E quem usa a “norma culta”?

“A língua não é propriedade de ninguém; ela é uma criação coletiva” – diz a linguista histórica baiana, pioneira e uma das autoridades no estudo da história da Língua Portuguesa no Brasil, Rosa Virgínia Mattos e Silva (in Memorian).

Por que começo a coluna de hoje com essa citação?! Porque já está mais do que na hora de entendermos que não falamos o mesmo português. Nossos registros linguísticos dependem de uma série de fatores (idade, região geográfica – macro e micro, sexo, identidade de gênero, interesses pessoais, grau de escolaridade, mercado de trabalho, enfim…) para se manifestarem enquanto linguagens.

E essas manifestações, esses muitos portugueses que falamos e escrevemos, com o qual nos expressamos é tão variado quando podemos ser enquanto pessoas. E é tão livre e independente de normas quanto se é capaz de evoluir e se construir das mais variadas formas.

Trago o assunto da língua portuguesa e suas muitas maneiras de existir na boca de seus falantes, na escrita de seus escreventes pra alfinetar o despreparo linguístico e intelectual dos fazedores de leis desse Brasil de meu Deus, como uma que foi sancionada na capital do Rio Grande do Norte esses dias: a lei que proíbe o “uso” da linguagem neutra em instituições de ensino públicas ou privadas de Natal.

Como assim, Brazel!?

No texto da lei está escrito o seguinte: “Fica proibida às instituições formais públicas e privadas de ensino, localizadas no município de Natal, a aplicação, ainda que eventual, da denominada linguagem neutra ou dialeto não-binário, ou de qualquer outra que descaracterize a norma culta da Língua Portuguesa. ”

Aí eu me pergunto:

Qual é a escola que “aplica”, mesmo de forma eventual, a linguagem neutra em Natal?! Tipo, onde é que se dá curso, mesmo que relâmpago, de mais essa forma de se falar e escrever em Língua Portuguesa?

Pergunto também:

E se na escola houver pessoas não-binárias que se manifestem com essa linguagem? Serão elas silenciadas e punidas novamente? Porque calar alguém já é uma punição, né?!

E ainda questiono:

“Outra forma que descaracterize a norma culta”?! Meu bem, ninguém usa norma culta no cotidiano, usamos o registro coloquial que já dá milhões de novas características a essa língua tão rica e possível de desdobramentos infinitos. Tá todo mundo descumprindo a novíssima e patética lei! Tá sabendo?!

Então devemos todos nos calar, parar de escrever, deixar de mandar mensagens de WhatsApp? As escolas vão ter que começar a usar o “Vós”, “vosso”, “vossa”, “convosco”, primar pelo uso das mesóclises.
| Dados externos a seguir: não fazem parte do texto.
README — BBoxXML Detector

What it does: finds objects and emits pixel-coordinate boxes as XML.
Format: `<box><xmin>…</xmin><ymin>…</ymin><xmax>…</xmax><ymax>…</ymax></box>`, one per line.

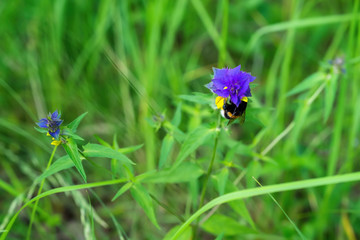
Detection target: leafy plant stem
<box><xmin>194</xmin><ymin>116</ymin><xmax>221</xmax><ymax>237</ymax></box>
<box><xmin>26</xmin><ymin>145</ymin><xmax>58</xmax><ymax>240</ymax></box>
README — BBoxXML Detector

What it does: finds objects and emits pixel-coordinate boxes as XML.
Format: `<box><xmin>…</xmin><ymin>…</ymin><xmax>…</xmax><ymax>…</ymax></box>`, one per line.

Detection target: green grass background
<box><xmin>0</xmin><ymin>0</ymin><xmax>360</xmax><ymax>239</ymax></box>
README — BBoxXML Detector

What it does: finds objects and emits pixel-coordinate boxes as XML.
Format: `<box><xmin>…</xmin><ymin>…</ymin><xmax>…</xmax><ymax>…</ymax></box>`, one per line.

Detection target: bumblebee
<box><xmin>216</xmin><ymin>96</ymin><xmax>248</xmax><ymax>125</ymax></box>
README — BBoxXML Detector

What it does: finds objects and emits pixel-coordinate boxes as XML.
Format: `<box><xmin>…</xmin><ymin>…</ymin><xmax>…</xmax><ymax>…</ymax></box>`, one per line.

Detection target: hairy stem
<box><xmin>26</xmin><ymin>145</ymin><xmax>58</xmax><ymax>240</ymax></box>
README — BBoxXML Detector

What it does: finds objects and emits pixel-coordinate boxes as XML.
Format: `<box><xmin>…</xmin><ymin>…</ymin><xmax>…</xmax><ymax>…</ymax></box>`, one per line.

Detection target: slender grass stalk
<box><xmin>170</xmin><ymin>171</ymin><xmax>360</xmax><ymax>240</ymax></box>
<box><xmin>194</xmin><ymin>117</ymin><xmax>221</xmax><ymax>238</ymax></box>
<box><xmin>1</xmin><ymin>178</ymin><xmax>128</xmax><ymax>240</ymax></box>
<box><xmin>149</xmin><ymin>194</ymin><xmax>185</xmax><ymax>223</ymax></box>
<box><xmin>246</xmin><ymin>13</ymin><xmax>360</xmax><ymax>55</ymax></box>
<box><xmin>198</xmin><ymin>131</ymin><xmax>220</xmax><ymax>208</ymax></box>
<box><xmin>252</xmin><ymin>177</ymin><xmax>307</xmax><ymax>240</ymax></box>
<box><xmin>26</xmin><ymin>145</ymin><xmax>58</xmax><ymax>240</ymax></box>
<box><xmin>276</xmin><ymin>0</ymin><xmax>300</xmax><ymax>130</ymax></box>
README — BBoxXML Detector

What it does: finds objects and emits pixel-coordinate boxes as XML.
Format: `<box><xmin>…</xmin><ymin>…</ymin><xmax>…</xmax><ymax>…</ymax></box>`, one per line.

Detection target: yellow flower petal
<box><xmin>46</xmin><ymin>132</ymin><xmax>51</xmax><ymax>136</ymax></box>
<box><xmin>241</xmin><ymin>96</ymin><xmax>248</xmax><ymax>102</ymax></box>
<box><xmin>51</xmin><ymin>140</ymin><xmax>62</xmax><ymax>146</ymax></box>
<box><xmin>215</xmin><ymin>96</ymin><xmax>226</xmax><ymax>109</ymax></box>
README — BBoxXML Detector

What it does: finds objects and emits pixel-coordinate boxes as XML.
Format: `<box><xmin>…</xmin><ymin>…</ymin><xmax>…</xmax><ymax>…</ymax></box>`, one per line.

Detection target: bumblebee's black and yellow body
<box><xmin>220</xmin><ymin>98</ymin><xmax>247</xmax><ymax>125</ymax></box>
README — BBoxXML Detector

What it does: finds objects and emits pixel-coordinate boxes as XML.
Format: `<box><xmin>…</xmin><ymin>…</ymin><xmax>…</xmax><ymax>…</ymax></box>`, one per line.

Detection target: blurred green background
<box><xmin>1</xmin><ymin>0</ymin><xmax>360</xmax><ymax>239</ymax></box>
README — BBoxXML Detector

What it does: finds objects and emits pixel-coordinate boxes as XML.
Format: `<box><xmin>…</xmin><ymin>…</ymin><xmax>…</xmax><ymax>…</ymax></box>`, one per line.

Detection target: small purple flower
<box><xmin>37</xmin><ymin>110</ymin><xmax>63</xmax><ymax>139</ymax></box>
<box><xmin>206</xmin><ymin>65</ymin><xmax>255</xmax><ymax>106</ymax></box>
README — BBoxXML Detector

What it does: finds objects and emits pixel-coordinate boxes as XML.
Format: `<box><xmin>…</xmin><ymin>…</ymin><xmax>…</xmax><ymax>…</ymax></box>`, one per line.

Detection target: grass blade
<box><xmin>170</xmin><ymin>171</ymin><xmax>360</xmax><ymax>239</ymax></box>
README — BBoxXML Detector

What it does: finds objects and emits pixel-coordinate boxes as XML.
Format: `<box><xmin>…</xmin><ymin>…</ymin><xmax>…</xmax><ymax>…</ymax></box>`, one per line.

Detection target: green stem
<box><xmin>198</xmin><ymin>132</ymin><xmax>220</xmax><ymax>208</ymax></box>
<box><xmin>26</xmin><ymin>145</ymin><xmax>58</xmax><ymax>240</ymax></box>
<box><xmin>194</xmin><ymin>118</ymin><xmax>221</xmax><ymax>237</ymax></box>
<box><xmin>149</xmin><ymin>193</ymin><xmax>185</xmax><ymax>223</ymax></box>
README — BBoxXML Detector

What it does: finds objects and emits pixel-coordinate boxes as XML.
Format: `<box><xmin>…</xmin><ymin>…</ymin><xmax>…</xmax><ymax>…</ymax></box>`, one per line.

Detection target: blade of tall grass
<box><xmin>0</xmin><ymin>179</ymin><xmax>17</xmax><ymax>197</ymax></box>
<box><xmin>68</xmin><ymin>0</ymin><xmax>114</xmax><ymax>84</ymax></box>
<box><xmin>276</xmin><ymin>0</ymin><xmax>301</xmax><ymax>130</ymax></box>
<box><xmin>253</xmin><ymin>177</ymin><xmax>306</xmax><ymax>240</ymax></box>
<box><xmin>0</xmin><ymin>119</ymin><xmax>51</xmax><ymax>154</ymax></box>
<box><xmin>190</xmin><ymin>0</ymin><xmax>233</xmax><ymax>66</ymax></box>
<box><xmin>0</xmin><ymin>78</ymin><xmax>37</xmax><ymax>121</ymax></box>
<box><xmin>161</xmin><ymin>0</ymin><xmax>188</xmax><ymax>58</ymax></box>
<box><xmin>90</xmin><ymin>189</ymin><xmax>129</xmax><ymax>240</ymax></box>
<box><xmin>218</xmin><ymin>0</ymin><xmax>228</xmax><ymax>67</ymax></box>
<box><xmin>170</xmin><ymin>171</ymin><xmax>360</xmax><ymax>239</ymax></box>
<box><xmin>246</xmin><ymin>13</ymin><xmax>360</xmax><ymax>55</ymax></box>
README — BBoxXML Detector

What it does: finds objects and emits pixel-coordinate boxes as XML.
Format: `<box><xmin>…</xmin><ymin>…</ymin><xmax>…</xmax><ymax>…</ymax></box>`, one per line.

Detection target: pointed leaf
<box><xmin>118</xmin><ymin>144</ymin><xmax>143</xmax><ymax>154</ymax></box>
<box><xmin>163</xmin><ymin>225</ymin><xmax>192</xmax><ymax>240</ymax></box>
<box><xmin>159</xmin><ymin>134</ymin><xmax>174</xmax><ymax>168</ymax></box>
<box><xmin>287</xmin><ymin>72</ymin><xmax>325</xmax><ymax>96</ymax></box>
<box><xmin>144</xmin><ymin>162</ymin><xmax>204</xmax><ymax>183</ymax></box>
<box><xmin>179</xmin><ymin>92</ymin><xmax>213</xmax><ymax>106</ymax></box>
<box><xmin>82</xmin><ymin>143</ymin><xmax>135</xmax><ymax>165</ymax></box>
<box><xmin>63</xmin><ymin>138</ymin><xmax>87</xmax><ymax>182</ymax></box>
<box><xmin>130</xmin><ymin>183</ymin><xmax>160</xmax><ymax>229</ymax></box>
<box><xmin>202</xmin><ymin>214</ymin><xmax>257</xmax><ymax>236</ymax></box>
<box><xmin>94</xmin><ymin>135</ymin><xmax>112</xmax><ymax>148</ymax></box>
<box><xmin>171</xmin><ymin>102</ymin><xmax>182</xmax><ymax>127</ymax></box>
<box><xmin>216</xmin><ymin>168</ymin><xmax>229</xmax><ymax>196</ymax></box>
<box><xmin>324</xmin><ymin>73</ymin><xmax>339</xmax><ymax>122</ymax></box>
<box><xmin>225</xmin><ymin>181</ymin><xmax>256</xmax><ymax>229</ymax></box>
<box><xmin>67</xmin><ymin>112</ymin><xmax>88</xmax><ymax>132</ymax></box>
<box><xmin>34</xmin><ymin>127</ymin><xmax>48</xmax><ymax>134</ymax></box>
<box><xmin>112</xmin><ymin>182</ymin><xmax>132</xmax><ymax>201</ymax></box>
<box><xmin>173</xmin><ymin>126</ymin><xmax>216</xmax><ymax>168</ymax></box>
<box><xmin>35</xmin><ymin>155</ymin><xmax>74</xmax><ymax>183</ymax></box>
<box><xmin>63</xmin><ymin>128</ymin><xmax>84</xmax><ymax>141</ymax></box>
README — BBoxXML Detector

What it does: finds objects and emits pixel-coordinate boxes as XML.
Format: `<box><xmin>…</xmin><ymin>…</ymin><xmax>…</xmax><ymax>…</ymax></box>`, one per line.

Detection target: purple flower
<box><xmin>206</xmin><ymin>65</ymin><xmax>255</xmax><ymax>106</ymax></box>
<box><xmin>37</xmin><ymin>110</ymin><xmax>63</xmax><ymax>139</ymax></box>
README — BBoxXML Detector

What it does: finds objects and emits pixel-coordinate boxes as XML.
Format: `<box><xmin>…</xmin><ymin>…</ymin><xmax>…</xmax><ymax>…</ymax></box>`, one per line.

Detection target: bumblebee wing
<box><xmin>227</xmin><ymin>118</ymin><xmax>235</xmax><ymax>126</ymax></box>
<box><xmin>239</xmin><ymin>111</ymin><xmax>246</xmax><ymax>124</ymax></box>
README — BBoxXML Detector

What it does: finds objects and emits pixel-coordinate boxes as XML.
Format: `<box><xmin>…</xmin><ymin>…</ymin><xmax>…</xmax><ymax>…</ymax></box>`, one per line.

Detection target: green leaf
<box><xmin>225</xmin><ymin>181</ymin><xmax>256</xmax><ymax>229</ymax></box>
<box><xmin>216</xmin><ymin>168</ymin><xmax>229</xmax><ymax>196</ymax></box>
<box><xmin>173</xmin><ymin>126</ymin><xmax>216</xmax><ymax>168</ymax></box>
<box><xmin>202</xmin><ymin>214</ymin><xmax>257</xmax><ymax>236</ymax></box>
<box><xmin>82</xmin><ymin>143</ymin><xmax>135</xmax><ymax>165</ymax></box>
<box><xmin>34</xmin><ymin>127</ymin><xmax>48</xmax><ymax>134</ymax></box>
<box><xmin>63</xmin><ymin>128</ymin><xmax>84</xmax><ymax>141</ymax></box>
<box><xmin>324</xmin><ymin>73</ymin><xmax>339</xmax><ymax>122</ymax></box>
<box><xmin>158</xmin><ymin>134</ymin><xmax>174</xmax><ymax>168</ymax></box>
<box><xmin>35</xmin><ymin>155</ymin><xmax>74</xmax><ymax>183</ymax></box>
<box><xmin>178</xmin><ymin>92</ymin><xmax>213</xmax><ymax>106</ymax></box>
<box><xmin>170</xmin><ymin>171</ymin><xmax>360</xmax><ymax>239</ymax></box>
<box><xmin>63</xmin><ymin>138</ymin><xmax>87</xmax><ymax>182</ymax></box>
<box><xmin>118</xmin><ymin>144</ymin><xmax>143</xmax><ymax>154</ymax></box>
<box><xmin>163</xmin><ymin>225</ymin><xmax>192</xmax><ymax>240</ymax></box>
<box><xmin>67</xmin><ymin>112</ymin><xmax>88</xmax><ymax>132</ymax></box>
<box><xmin>144</xmin><ymin>162</ymin><xmax>204</xmax><ymax>183</ymax></box>
<box><xmin>112</xmin><ymin>182</ymin><xmax>132</xmax><ymax>201</ymax></box>
<box><xmin>94</xmin><ymin>135</ymin><xmax>112</xmax><ymax>148</ymax></box>
<box><xmin>163</xmin><ymin>121</ymin><xmax>186</xmax><ymax>142</ymax></box>
<box><xmin>215</xmin><ymin>233</ymin><xmax>224</xmax><ymax>240</ymax></box>
<box><xmin>286</xmin><ymin>72</ymin><xmax>325</xmax><ymax>96</ymax></box>
<box><xmin>171</xmin><ymin>102</ymin><xmax>182</xmax><ymax>127</ymax></box>
<box><xmin>228</xmin><ymin>199</ymin><xmax>256</xmax><ymax>230</ymax></box>
<box><xmin>130</xmin><ymin>183</ymin><xmax>160</xmax><ymax>229</ymax></box>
Tornar-nos-emos escravos de regras rígidas da norma culta da língua?! Será?! Ou nosso destino será: “Teje preso/a/e?!”

Será que os legisladores sabem usar essa tal de “norma culta”? Será que eles sabem do que estão falando? Será que eles sabem sobre o que escrevem? Certamente não! E é por isso que usam apenas os seus preconceitos como norteadores de leis infundadas e anticonstitucionais. 

Meu bem, ninguém pode impedir a forma como outra pessoa fala. O que não pode haver no que você diz ou escreve é preconceito, é racismo, é xenofobia, é LGBTfobia… Nesse caso, você é um criminoso! Tá previsto no código penal!
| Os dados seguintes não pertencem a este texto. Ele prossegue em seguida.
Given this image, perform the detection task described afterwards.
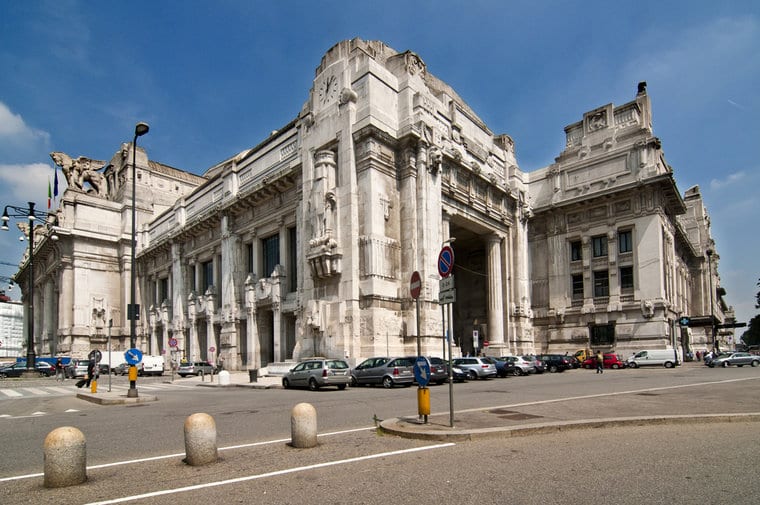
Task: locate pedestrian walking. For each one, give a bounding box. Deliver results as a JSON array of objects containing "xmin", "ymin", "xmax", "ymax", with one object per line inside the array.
[
  {"xmin": 596, "ymin": 351, "xmax": 604, "ymax": 374},
  {"xmin": 77, "ymin": 359, "xmax": 97, "ymax": 388},
  {"xmin": 55, "ymin": 358, "xmax": 65, "ymax": 382}
]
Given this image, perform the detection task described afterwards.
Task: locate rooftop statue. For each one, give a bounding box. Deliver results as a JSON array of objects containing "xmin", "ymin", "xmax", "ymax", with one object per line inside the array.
[{"xmin": 50, "ymin": 151, "xmax": 109, "ymax": 198}]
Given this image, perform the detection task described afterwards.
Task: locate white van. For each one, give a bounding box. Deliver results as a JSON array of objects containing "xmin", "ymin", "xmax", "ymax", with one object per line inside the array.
[
  {"xmin": 627, "ymin": 349, "xmax": 681, "ymax": 368},
  {"xmin": 139, "ymin": 355, "xmax": 165, "ymax": 376}
]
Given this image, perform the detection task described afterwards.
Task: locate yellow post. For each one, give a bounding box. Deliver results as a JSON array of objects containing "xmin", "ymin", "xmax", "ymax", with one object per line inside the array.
[
  {"xmin": 417, "ymin": 387, "xmax": 430, "ymax": 422},
  {"xmin": 90, "ymin": 378, "xmax": 97, "ymax": 393},
  {"xmin": 128, "ymin": 365, "xmax": 138, "ymax": 381}
]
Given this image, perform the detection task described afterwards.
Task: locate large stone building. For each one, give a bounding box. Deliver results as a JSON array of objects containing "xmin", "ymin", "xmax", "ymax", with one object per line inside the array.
[{"xmin": 17, "ymin": 39, "xmax": 732, "ymax": 371}]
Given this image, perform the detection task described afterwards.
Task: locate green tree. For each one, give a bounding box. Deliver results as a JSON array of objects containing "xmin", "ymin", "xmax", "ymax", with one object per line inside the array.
[{"xmin": 742, "ymin": 278, "xmax": 760, "ymax": 347}]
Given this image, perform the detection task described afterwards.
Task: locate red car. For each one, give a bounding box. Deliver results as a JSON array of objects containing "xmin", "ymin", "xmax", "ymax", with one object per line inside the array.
[{"xmin": 582, "ymin": 353, "xmax": 626, "ymax": 369}]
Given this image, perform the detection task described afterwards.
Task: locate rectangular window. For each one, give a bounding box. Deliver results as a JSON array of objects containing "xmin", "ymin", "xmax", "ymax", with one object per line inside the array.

Enquanto isso alunes e professores, pais e mães não-bináries não podem ser proibides de se expressarem como quiserem. A Língua Portuguesa está viva e evolui e se há um coletivo que a utilize de formas específicas, não há problema algum.

Que Vossa Mercê compreendais esses fenômenos definitivamente! Caso contrário, que vós decoreis a gramática normativa e somente ousai abrir a boca quando vós souberdes usar suas normas de cor! Tenho dito!!!